Тем не менее сам факт ее ухода заставил Болана на некоторое время задуматься. Неужели он до такой уж степени конченый человек, как считала Сьюзан? И впрямь — была ли по-настоящему осмысленной вся его война, если глядеть на нее со стороны? Раз за разом вокруг возникали новые кучи дерьма взамен расчищенных ранее. В таком случае — по меркам нормальной человеческой морали — чего он в действительности добился, обильно оросив землю кровью врагов, даже не своих собственных, а в значительной мере абстрактных, врагов, как он считал, всего рода людского?
Допустим, Лэндри права. И, допустим, вся нынешняя жизнь Мака Болана — не более, чем дурная пародия на полноценную, достойную жизнь. Так что же, считать теперь его каким-то недочеловеком, «жалким атавизмом давно ушедших веков», как изволил выразиться некий фельетонист?

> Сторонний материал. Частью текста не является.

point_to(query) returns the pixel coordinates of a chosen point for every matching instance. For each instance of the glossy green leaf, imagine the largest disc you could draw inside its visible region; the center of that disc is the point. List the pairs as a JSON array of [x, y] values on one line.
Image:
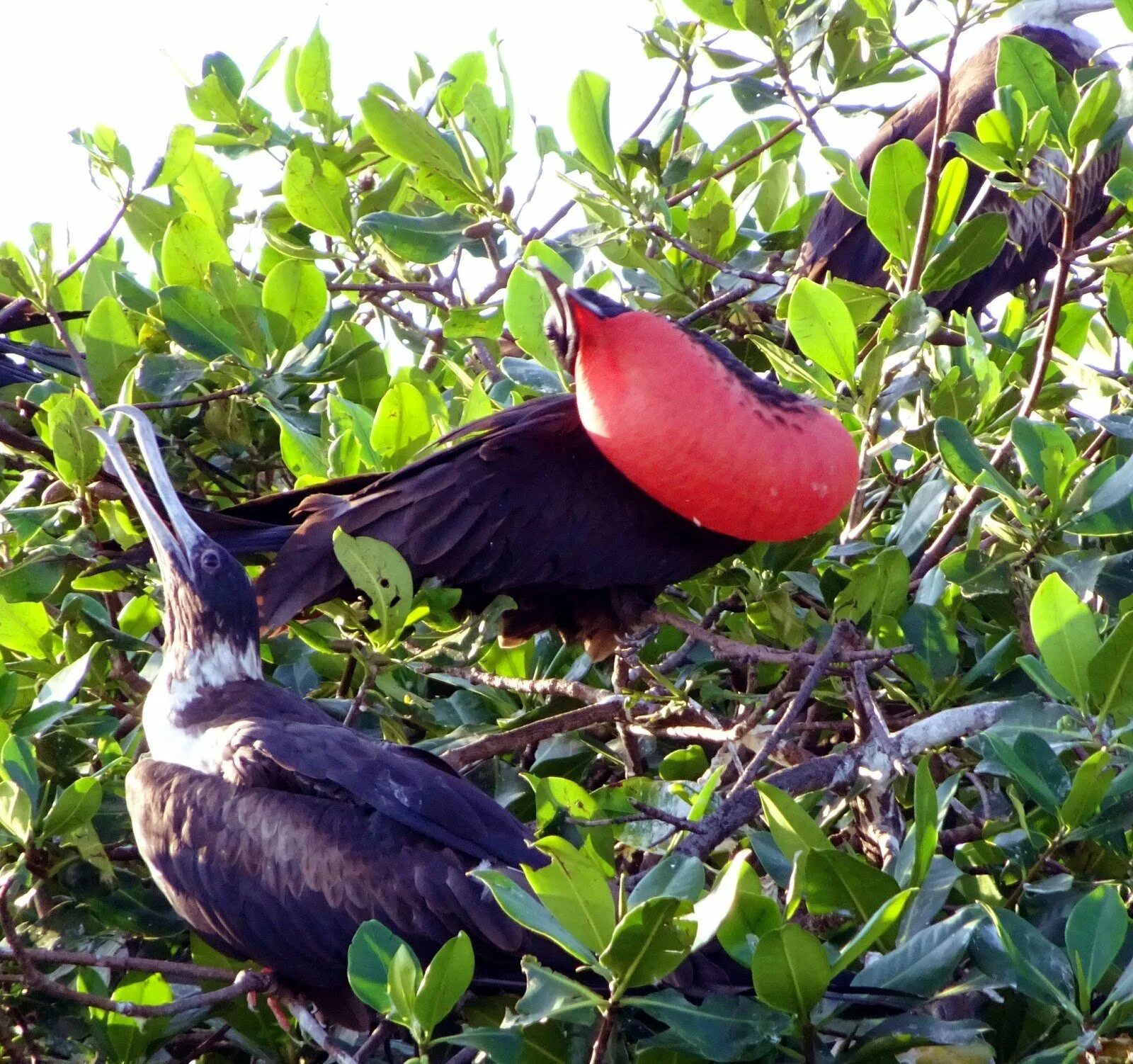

Болан поймал свой взгляд в зеркале заднего вида и невольно поразился увиденному: у него были влажные глаза!
Проклятье!
Он себя жалеет! Почему? Лишь потому, что какой-то шмакодявке, какому-то напыщенному ребенку, которому впору было бы работать классной дамой в допотопной провинциальной школе, не нравятся его поступки?
Да ну ее к черту!
От всей души Болан послал Лэндри свое пылкое «прощай». Конечно, часы, проведенные с нею в постели, были чудесны. Но не только это нужно сердцу и разуму солдата. Особенно разуму. Поскольку несходство взглядов, в принципе непреодолимое, не могло в итоге вызвать ничего другого, кроме тихой ледяной ярости. А она не способствует ни делу, ни сближению людей.
Превращенный в катер, боевой фургон выплыл в ту часть залива, где не было других судов, и теперь Болан мог хорошенько рассмотреть кливлендский порт. Два буксира тащили поврежденную «Кристину» к месту ее прежней стоянки.
Болан улыбнулся с мрачным удовлетворением и направил «броневик» на северо-запад — к широкому проходу, соединявшему залив непосредственно с озером Эри. Пора было пощипать кое-кого из местной «знати».
Судя по последним данным, полученным из Вашингтона, там в верхних эшелонах власти возникло некоторое беспокойство, не обязательно, впрочем, связанное с действиями Палача. Скорее всего, правительственных чиновников всерьез начали волновать участившиеся в Кливленде случаи мошенничеств. Если бы удалось доказать, что здесь замешан Тони Морелло, можно было бы уверенно сказать: в столице благополучно прохлопали возникновение и расцвет одной из крупнейших и опаснейших в стране банд головорезов.
Похоже, Болан вступил в игру в наиболее подходящий момент. Шайка Морелло переживала пиковый — критический — период своего развития, и ее члены начинали грызться друг с другом, как пауки в банке. Это был неизбежный этап в существовании всякого, достаточно мощного преступного клана. Болан знал: в подобной ситуации достаточно небольшого, но очень точно направленного толчка извне — и равновесие внутри системы разом нарушится, и все малоприятные события приобретут лавинообразный характер, предвещая близкую катастрофу.